Blair Witch, on the other hand, was something moviegoers had never seen before…or since. It was a small movie made on the cheap, with jittery camcorder work and not one star to its name. None of that means it’s of lesser quality by any means. Its lack of star power and finesse added to its mystique and made the horror that much more intense…because there are no big-deal names, there’s no safe “curtain call” at the end. You’re left thinking, “My God…was that actually real?”

The second thing to remember is that it set off a new subgenre of horror in America: the “found-footage” drama. I mentioned already the tension of “real” and “not real” on a purely technical level, but the key premise is that we’re watching a documentary in which real college students accidentally uncover something ancient and terrible…and real. Earlier movies claimed inspiration from true stories, but Blair Witch upped the ante by having that true story actually unfold before us.  It gained a legion of successors, including the wildly popular Paranormal Activity series and J.J. Abrams’ Cloverfield.
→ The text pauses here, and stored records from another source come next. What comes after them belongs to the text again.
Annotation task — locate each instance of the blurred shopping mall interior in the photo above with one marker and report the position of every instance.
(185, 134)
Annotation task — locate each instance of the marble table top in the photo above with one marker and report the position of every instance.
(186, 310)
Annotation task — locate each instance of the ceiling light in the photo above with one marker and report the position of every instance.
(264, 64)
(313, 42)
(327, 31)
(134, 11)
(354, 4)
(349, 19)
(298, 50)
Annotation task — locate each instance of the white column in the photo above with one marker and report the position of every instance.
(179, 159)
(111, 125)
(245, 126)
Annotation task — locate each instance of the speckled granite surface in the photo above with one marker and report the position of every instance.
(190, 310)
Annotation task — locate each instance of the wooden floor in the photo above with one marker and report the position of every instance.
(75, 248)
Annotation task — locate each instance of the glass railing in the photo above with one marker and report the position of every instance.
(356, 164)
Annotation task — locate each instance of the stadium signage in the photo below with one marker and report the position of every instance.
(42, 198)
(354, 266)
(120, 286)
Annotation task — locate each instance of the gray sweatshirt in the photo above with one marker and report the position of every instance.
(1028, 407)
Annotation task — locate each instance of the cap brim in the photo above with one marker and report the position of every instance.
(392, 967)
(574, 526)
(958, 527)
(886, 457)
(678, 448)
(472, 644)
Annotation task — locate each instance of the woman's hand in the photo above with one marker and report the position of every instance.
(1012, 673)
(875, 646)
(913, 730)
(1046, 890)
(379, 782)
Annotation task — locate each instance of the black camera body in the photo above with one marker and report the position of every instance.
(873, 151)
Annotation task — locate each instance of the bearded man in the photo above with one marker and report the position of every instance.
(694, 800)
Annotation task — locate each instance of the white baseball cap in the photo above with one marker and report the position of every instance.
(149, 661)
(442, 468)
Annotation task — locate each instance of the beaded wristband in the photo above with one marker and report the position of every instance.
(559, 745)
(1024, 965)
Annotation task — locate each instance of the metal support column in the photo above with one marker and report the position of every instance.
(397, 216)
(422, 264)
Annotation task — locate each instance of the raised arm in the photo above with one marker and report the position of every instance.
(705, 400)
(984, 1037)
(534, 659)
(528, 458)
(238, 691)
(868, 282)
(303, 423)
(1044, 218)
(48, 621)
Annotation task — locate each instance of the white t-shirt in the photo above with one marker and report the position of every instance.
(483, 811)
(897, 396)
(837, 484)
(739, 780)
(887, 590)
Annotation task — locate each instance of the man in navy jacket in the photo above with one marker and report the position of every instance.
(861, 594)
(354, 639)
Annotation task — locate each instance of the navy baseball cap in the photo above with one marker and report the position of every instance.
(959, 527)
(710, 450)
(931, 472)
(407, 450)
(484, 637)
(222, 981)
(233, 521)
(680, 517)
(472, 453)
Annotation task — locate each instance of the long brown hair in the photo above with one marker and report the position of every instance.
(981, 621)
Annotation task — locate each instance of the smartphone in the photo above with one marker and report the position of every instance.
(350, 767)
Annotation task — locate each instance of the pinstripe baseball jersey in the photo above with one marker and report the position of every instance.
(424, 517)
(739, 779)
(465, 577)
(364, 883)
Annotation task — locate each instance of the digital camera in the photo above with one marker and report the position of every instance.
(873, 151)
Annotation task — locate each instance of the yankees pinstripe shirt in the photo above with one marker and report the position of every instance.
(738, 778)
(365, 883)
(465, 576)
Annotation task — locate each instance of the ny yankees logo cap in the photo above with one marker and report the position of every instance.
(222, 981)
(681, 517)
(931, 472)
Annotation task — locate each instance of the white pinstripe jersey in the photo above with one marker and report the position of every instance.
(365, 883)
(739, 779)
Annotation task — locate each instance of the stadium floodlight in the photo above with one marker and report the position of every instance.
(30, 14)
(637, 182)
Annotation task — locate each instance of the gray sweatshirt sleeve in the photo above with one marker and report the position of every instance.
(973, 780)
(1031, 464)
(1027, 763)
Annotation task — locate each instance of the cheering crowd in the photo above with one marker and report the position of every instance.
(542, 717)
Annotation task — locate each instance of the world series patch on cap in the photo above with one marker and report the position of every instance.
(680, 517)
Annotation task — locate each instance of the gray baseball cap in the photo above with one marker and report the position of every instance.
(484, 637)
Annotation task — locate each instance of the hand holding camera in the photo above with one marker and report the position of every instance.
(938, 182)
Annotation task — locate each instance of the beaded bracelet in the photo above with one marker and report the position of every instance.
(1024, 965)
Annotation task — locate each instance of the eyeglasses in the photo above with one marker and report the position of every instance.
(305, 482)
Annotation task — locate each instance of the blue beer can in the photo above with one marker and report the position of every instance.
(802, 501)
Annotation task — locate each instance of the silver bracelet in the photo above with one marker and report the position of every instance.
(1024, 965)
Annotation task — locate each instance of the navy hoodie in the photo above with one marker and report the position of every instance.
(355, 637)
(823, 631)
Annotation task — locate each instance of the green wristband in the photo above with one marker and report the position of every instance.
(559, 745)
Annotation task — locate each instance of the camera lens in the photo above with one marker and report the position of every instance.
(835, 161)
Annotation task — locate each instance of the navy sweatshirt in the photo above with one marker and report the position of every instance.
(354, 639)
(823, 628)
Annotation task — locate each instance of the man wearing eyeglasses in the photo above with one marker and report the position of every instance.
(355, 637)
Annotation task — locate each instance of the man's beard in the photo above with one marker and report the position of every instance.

The third thing to remember is that it was one of the first multimedia experiences and one of the first movies to take advantage of the Internet as a storytelling device. There was a book (The Blair Witch Project: A Dossier), a series of young-adult novels, and a viral marketing campaign that influenced how movies are advertised. In an article about social media campaigns, Forbes said of Blair Witch, “The marketers behind this horror flick were able to generate big buzz for a movie with a teeny budget by using Web sites and message boards to stoke interest in the flick months before its release in the summer of 1999. Was the story of young documentary makers lost in the woods true or false? Fake newspaper clippings about the disappearance of the movie’s main characters and police photos of their missing car were posted[i].” Keep in mind—and I’ve said this before, when I reviewed My History is America’s History—that 1999 was the infancy of the Internet, and using it to advertise on Blair Witch’s scale needed a lot of creativity. This was before Facebook, before Youtube, before just about everything we take for granted today.
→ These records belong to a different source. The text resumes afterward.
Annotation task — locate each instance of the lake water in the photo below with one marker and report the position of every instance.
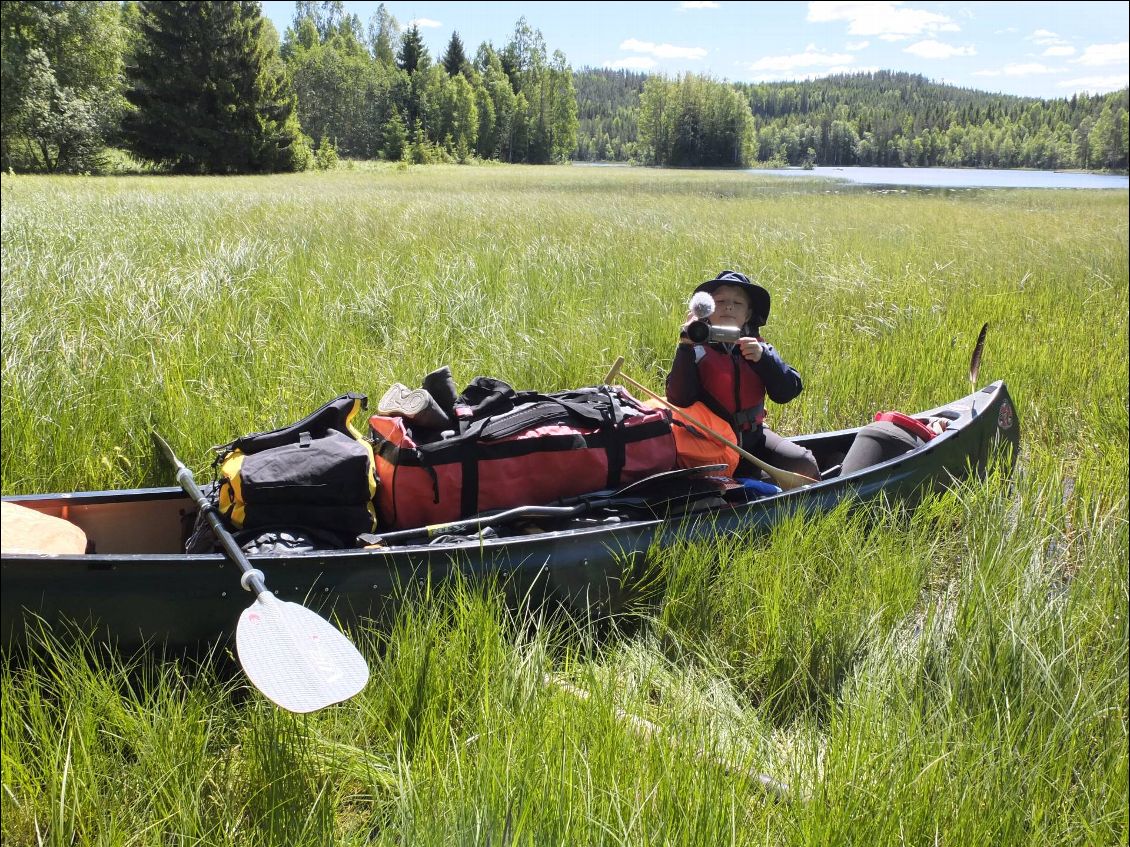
(957, 177)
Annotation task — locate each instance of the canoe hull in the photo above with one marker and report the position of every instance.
(138, 596)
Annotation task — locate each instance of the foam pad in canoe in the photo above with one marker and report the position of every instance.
(27, 531)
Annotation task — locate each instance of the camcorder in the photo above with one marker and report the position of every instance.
(703, 332)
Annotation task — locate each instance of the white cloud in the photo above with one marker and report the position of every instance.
(1100, 54)
(886, 20)
(931, 49)
(811, 58)
(662, 51)
(1096, 85)
(1045, 36)
(633, 62)
(1017, 69)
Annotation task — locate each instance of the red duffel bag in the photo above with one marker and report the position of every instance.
(516, 448)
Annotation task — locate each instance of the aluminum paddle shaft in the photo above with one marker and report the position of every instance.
(297, 658)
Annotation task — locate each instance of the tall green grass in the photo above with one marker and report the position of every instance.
(955, 674)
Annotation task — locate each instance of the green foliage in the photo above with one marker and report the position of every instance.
(889, 119)
(880, 119)
(608, 113)
(384, 32)
(396, 138)
(326, 156)
(210, 94)
(955, 675)
(454, 58)
(413, 52)
(61, 77)
(694, 122)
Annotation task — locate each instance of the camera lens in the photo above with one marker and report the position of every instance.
(698, 331)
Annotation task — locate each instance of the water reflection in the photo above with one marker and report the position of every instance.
(957, 177)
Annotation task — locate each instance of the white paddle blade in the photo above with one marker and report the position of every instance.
(297, 658)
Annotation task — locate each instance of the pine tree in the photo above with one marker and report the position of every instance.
(210, 94)
(454, 59)
(413, 53)
(383, 31)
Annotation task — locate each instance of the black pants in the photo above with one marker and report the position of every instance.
(877, 443)
(779, 452)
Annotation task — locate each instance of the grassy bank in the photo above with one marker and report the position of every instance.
(957, 675)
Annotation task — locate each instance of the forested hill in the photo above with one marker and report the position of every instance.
(866, 119)
(608, 114)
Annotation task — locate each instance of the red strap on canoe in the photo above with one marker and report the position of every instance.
(911, 425)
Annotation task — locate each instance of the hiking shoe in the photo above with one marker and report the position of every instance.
(442, 387)
(415, 405)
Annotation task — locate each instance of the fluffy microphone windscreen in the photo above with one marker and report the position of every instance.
(702, 305)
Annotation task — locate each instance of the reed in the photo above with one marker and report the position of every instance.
(954, 674)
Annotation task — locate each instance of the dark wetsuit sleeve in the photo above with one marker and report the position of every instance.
(782, 382)
(683, 385)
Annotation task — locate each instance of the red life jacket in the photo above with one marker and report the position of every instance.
(732, 389)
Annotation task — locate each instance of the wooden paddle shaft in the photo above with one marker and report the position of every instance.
(788, 480)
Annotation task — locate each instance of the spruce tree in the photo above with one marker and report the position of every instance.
(209, 92)
(454, 59)
(413, 53)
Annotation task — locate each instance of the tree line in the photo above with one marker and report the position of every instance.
(880, 119)
(209, 87)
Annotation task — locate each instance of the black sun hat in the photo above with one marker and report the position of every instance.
(758, 297)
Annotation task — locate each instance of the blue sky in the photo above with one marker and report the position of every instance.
(1032, 49)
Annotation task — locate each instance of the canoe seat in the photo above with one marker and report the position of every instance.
(27, 531)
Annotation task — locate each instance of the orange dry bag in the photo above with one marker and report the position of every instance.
(694, 447)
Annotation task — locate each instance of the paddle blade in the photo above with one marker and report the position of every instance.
(297, 658)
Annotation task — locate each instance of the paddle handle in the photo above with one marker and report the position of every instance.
(252, 577)
(785, 479)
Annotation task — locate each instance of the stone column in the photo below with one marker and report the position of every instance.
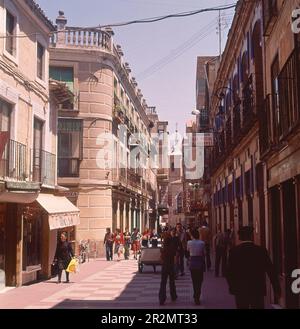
(128, 216)
(118, 214)
(124, 224)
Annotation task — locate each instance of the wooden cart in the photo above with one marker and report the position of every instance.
(149, 256)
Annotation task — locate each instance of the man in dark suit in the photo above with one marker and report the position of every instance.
(168, 255)
(248, 265)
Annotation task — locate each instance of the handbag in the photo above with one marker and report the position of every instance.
(73, 266)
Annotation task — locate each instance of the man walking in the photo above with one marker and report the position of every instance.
(205, 236)
(221, 247)
(181, 249)
(109, 242)
(248, 265)
(168, 255)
The movie’s Wikipedia article also mentions a trilogy of computer games[i]. While licensed tie-in games were by this point nothing new, these were unique in that, again, they were pieces of a larger jigsaw puzzle. According to the article, they took place before the events of the movie (the first game took place in 1941; the second, during the Civil War; the third, during the era of the Salem Witch Trials), and shine light on some of the central movie’s unexplained mysteries. (Whether or not this is a good thing depends on one’s determination to finish the puzzle…some of the explanations are downright horrifying.)
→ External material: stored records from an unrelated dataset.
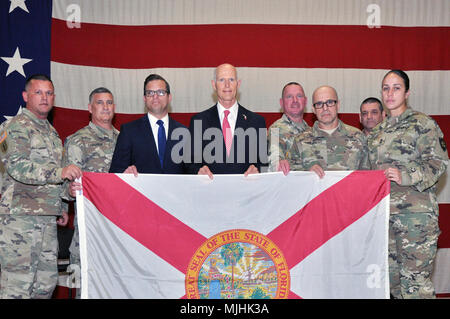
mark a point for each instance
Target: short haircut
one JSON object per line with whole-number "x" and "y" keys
{"x": 98, "y": 90}
{"x": 401, "y": 74}
{"x": 371, "y": 100}
{"x": 41, "y": 77}
{"x": 290, "y": 83}
{"x": 154, "y": 77}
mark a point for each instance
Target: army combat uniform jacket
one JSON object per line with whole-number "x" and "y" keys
{"x": 281, "y": 137}
{"x": 344, "y": 149}
{"x": 413, "y": 143}
{"x": 32, "y": 155}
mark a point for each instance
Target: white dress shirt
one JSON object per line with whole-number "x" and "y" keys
{"x": 155, "y": 127}
{"x": 232, "y": 117}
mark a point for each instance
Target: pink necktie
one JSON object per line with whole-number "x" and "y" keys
{"x": 226, "y": 130}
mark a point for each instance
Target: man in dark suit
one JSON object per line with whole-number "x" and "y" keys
{"x": 145, "y": 145}
{"x": 227, "y": 138}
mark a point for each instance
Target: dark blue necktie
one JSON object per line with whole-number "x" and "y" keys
{"x": 161, "y": 141}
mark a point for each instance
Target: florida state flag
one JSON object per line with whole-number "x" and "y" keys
{"x": 262, "y": 236}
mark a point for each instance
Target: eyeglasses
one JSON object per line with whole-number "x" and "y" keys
{"x": 149, "y": 93}
{"x": 328, "y": 103}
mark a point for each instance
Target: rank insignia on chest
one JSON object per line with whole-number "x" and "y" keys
{"x": 3, "y": 144}
{"x": 442, "y": 142}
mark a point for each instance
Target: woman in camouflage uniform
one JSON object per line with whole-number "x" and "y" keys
{"x": 409, "y": 147}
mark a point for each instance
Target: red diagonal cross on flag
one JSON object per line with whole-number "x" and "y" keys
{"x": 175, "y": 240}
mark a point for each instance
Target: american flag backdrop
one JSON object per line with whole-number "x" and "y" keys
{"x": 348, "y": 44}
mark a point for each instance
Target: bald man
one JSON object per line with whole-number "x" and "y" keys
{"x": 331, "y": 144}
{"x": 227, "y": 138}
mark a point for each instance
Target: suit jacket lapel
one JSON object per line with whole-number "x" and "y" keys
{"x": 242, "y": 118}
{"x": 149, "y": 140}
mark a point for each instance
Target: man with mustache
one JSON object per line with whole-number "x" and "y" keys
{"x": 91, "y": 148}
{"x": 371, "y": 114}
{"x": 331, "y": 144}
{"x": 282, "y": 132}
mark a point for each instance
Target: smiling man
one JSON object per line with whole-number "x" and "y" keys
{"x": 331, "y": 144}
{"x": 145, "y": 145}
{"x": 91, "y": 149}
{"x": 31, "y": 205}
{"x": 281, "y": 133}
{"x": 227, "y": 138}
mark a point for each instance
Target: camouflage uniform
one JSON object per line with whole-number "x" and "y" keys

Needless to say, I don’t remember very much of The Blair Witch Project at all, except that it was a very popular theme for Halloween gatherings for about a year or so. I do remember the figurine of the Witch herself, released by McFarlane Toys. Let’s just say that she won’t grace the cover of Maxim any time soon. As I said, though, it sparked the public’s imagination, and just…faded away. Who knows? Maybe the Museum will spark new interest in it. 

One thing’s for sure: She and all the other forgotten ghosts of 2000 can make themselves at home in the Museum. That's why it exists in the first place: it's a home for a forgotten year.